Inspector General of Police Joseph Boinnet

MPs have summoned the Inspector-General of Police Joseph Boinnet and Kenya National Highway Authority Director Peter Mundinia over the increased number of road accidents witnessed in the country.

Members of the Transport, Public Works and Housing Committee of the National Assembly wants the two leaders to appear before the team and explain what the agency has done to remedy the situation.

Committee chairman David Pkosing (MP Pokot South) said that majority of the crashes were avoidable and wondered why the relevant government agencies like KeNHA, traffic police department and the National Transport and Safety Authority (NTSA) are employing little effort.

“The inspector-general of police and the director- general at KeNHA should come here and tell us why this is happening,” Mr Pkosing said faulting the creation of the traffic commandant, who has no command over traffic officers other than collecting data.

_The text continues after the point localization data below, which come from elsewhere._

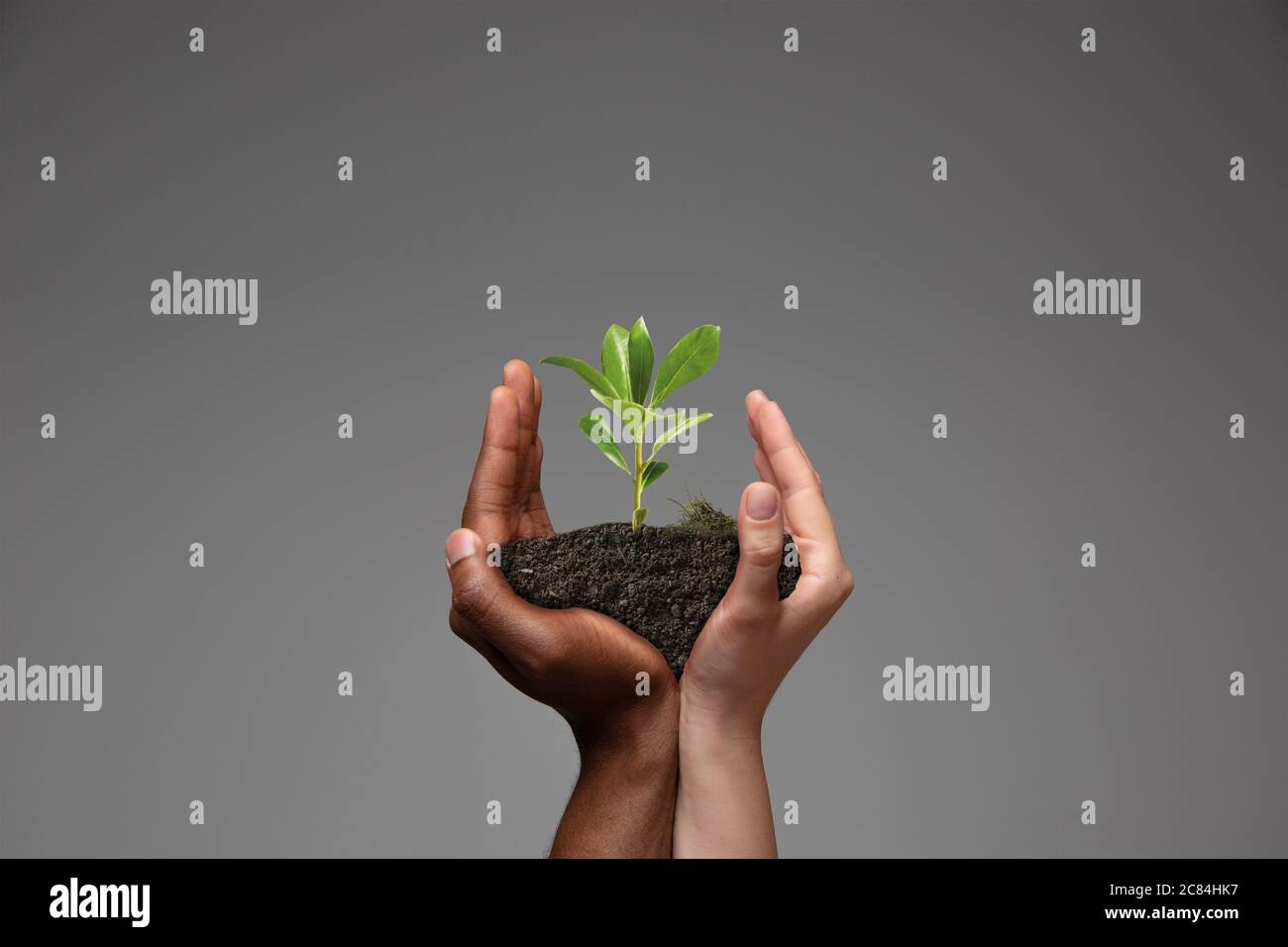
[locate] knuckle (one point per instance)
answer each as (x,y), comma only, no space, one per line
(473,598)
(761,553)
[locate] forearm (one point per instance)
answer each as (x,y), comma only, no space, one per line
(623,801)
(721,808)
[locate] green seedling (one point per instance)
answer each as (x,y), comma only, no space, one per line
(622,386)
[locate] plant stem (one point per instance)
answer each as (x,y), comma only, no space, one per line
(639,475)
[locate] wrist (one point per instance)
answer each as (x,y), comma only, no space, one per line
(709,736)
(639,736)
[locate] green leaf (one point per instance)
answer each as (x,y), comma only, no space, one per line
(690,360)
(588,372)
(653,471)
(616,360)
(640,350)
(674,431)
(632,415)
(597,433)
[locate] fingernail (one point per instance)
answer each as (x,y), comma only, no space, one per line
(459,545)
(761,501)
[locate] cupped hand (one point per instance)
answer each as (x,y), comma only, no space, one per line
(583,664)
(752,639)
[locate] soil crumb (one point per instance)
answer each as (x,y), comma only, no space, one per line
(662,582)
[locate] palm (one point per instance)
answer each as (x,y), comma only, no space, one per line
(505,504)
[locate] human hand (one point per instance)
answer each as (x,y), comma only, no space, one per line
(750,643)
(580,663)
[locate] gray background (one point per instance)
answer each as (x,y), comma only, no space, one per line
(768,169)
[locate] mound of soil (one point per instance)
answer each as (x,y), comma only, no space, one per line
(662,582)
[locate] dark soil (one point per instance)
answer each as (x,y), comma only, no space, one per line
(662,582)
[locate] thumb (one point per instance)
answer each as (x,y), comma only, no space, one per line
(484,600)
(760,551)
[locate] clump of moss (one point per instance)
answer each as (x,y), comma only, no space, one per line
(699,513)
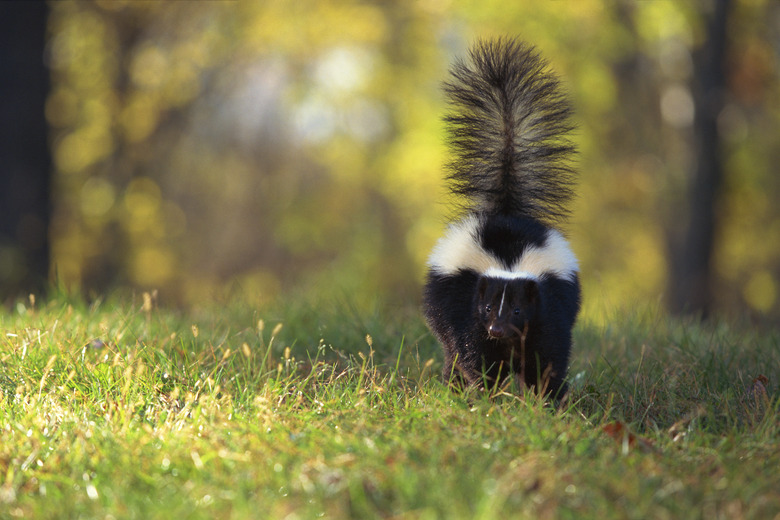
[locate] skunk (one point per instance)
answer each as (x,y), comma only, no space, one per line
(502,291)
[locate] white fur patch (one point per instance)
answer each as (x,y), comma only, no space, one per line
(459,249)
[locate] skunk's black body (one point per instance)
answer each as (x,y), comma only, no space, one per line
(502,291)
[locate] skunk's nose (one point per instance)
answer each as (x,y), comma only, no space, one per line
(496,331)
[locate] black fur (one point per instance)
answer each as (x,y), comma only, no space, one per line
(508,131)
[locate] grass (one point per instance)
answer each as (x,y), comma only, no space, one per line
(122,410)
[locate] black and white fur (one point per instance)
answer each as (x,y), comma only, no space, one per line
(502,291)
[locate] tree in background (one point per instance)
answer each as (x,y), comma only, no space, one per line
(24,152)
(279,146)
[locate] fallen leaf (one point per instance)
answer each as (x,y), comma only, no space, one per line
(618,431)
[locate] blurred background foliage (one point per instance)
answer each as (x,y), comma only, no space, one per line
(276,147)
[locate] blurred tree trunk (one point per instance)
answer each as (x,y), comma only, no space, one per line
(24,154)
(691,280)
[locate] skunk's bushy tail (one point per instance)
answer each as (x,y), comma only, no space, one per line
(508,128)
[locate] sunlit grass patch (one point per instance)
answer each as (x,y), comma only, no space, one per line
(128,410)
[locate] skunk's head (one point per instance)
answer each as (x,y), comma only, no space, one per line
(506,305)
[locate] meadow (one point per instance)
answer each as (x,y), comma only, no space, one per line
(122,409)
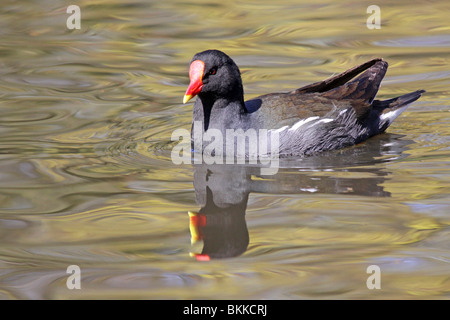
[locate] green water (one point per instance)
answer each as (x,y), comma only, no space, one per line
(86,176)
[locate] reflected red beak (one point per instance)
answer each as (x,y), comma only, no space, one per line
(195,76)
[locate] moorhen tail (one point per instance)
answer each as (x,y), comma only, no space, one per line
(331,114)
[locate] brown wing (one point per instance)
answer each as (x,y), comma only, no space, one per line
(320,98)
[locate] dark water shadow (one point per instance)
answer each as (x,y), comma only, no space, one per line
(222,191)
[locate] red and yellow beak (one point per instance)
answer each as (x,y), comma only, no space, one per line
(195,76)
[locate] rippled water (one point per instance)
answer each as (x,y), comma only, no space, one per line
(86,177)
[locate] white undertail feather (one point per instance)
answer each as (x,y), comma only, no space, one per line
(392,115)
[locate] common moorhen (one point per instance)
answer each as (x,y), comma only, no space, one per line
(331,114)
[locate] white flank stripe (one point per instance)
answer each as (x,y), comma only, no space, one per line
(280,129)
(302,122)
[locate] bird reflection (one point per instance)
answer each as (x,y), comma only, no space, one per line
(222,191)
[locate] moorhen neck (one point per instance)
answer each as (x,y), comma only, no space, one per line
(331,114)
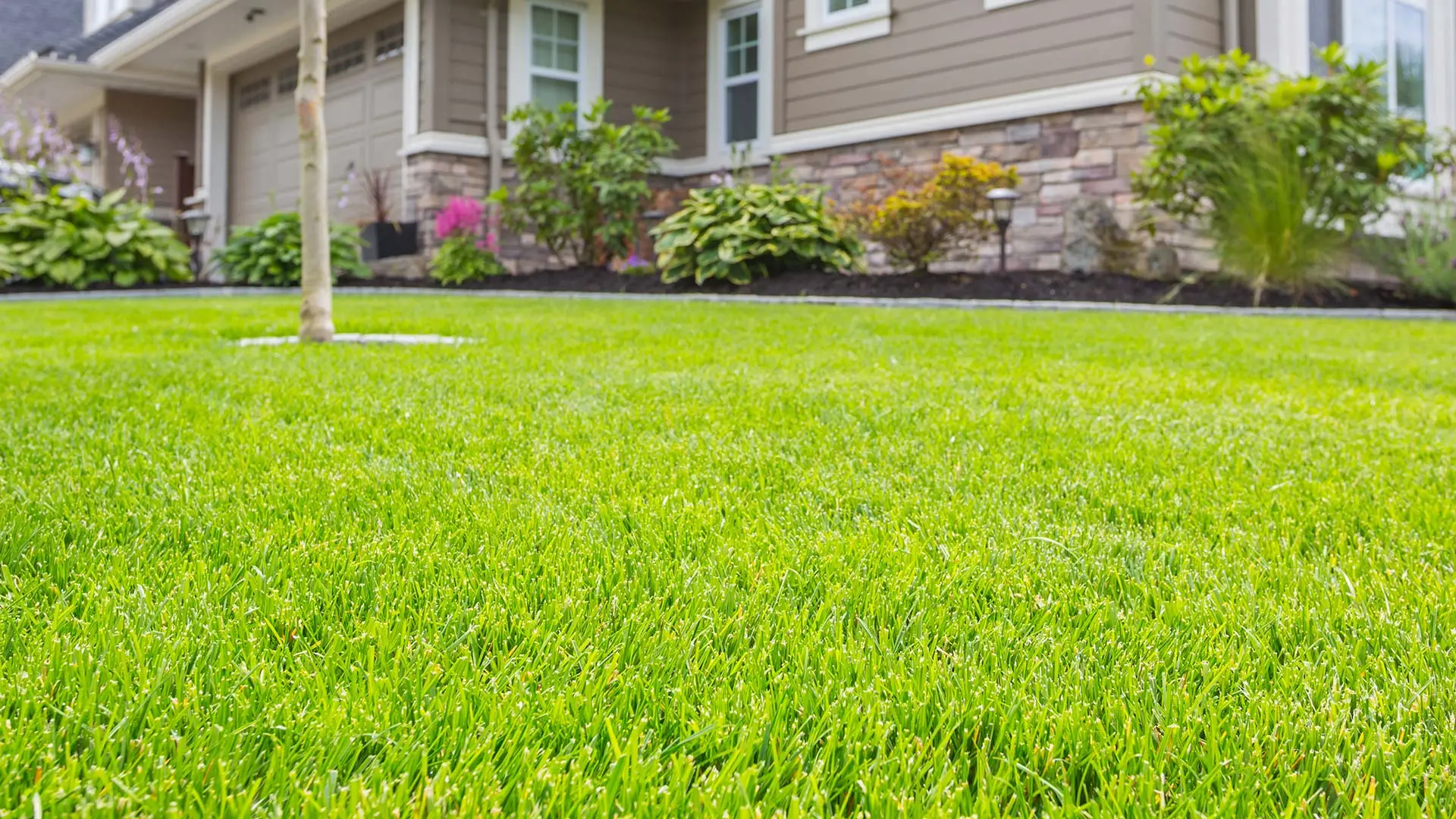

The summoning of the heads of the two government institutions that are critical in ensuring road safety comes hot on the heels of an audit undertaken by the committee, which showed that at least 507 Kenyans have died in traffic related incidents and thousands others were injured during the months of July and August.

The summoning also came after Mwingi Central MP Gideon Mulyungi complained of complacency among the KeNHA officials, a trend he said is worrying to the safety of road users.

“There is a time I took KeNHA officers to Mwingi to identify the black spots and ensure that proper road signage is done as well as putting up speed humps, signage and guard rails among others. They did nothing and two months later, there was a road crash in one of the areas I had identified with them,” Mr Mulyungi said of the accident that left 10 school children dead in August this year.

The MP said that he has also spoken to the KeNHA boss several times but nothing seems to be moving and that the only thing that was done after the horror crash was to install roadway rumble strips which other than warning motorists, does not control the speed.

“The other areas remain unattended to, not forgetting the many bridges that have no guard rails,” the MP said.

According to experts, the effectiveness of roadway strips is not as well established as shoulder rumble strips.

KeNHA has the responsibility of managing, developing, rehabilitating and maintaining the international trunk roads linking international boundaries.

In January, President Uhuru Kenyatta ordered NTSA officers be withdrawn from Kenyan roads to pave the way for the traffic police officers.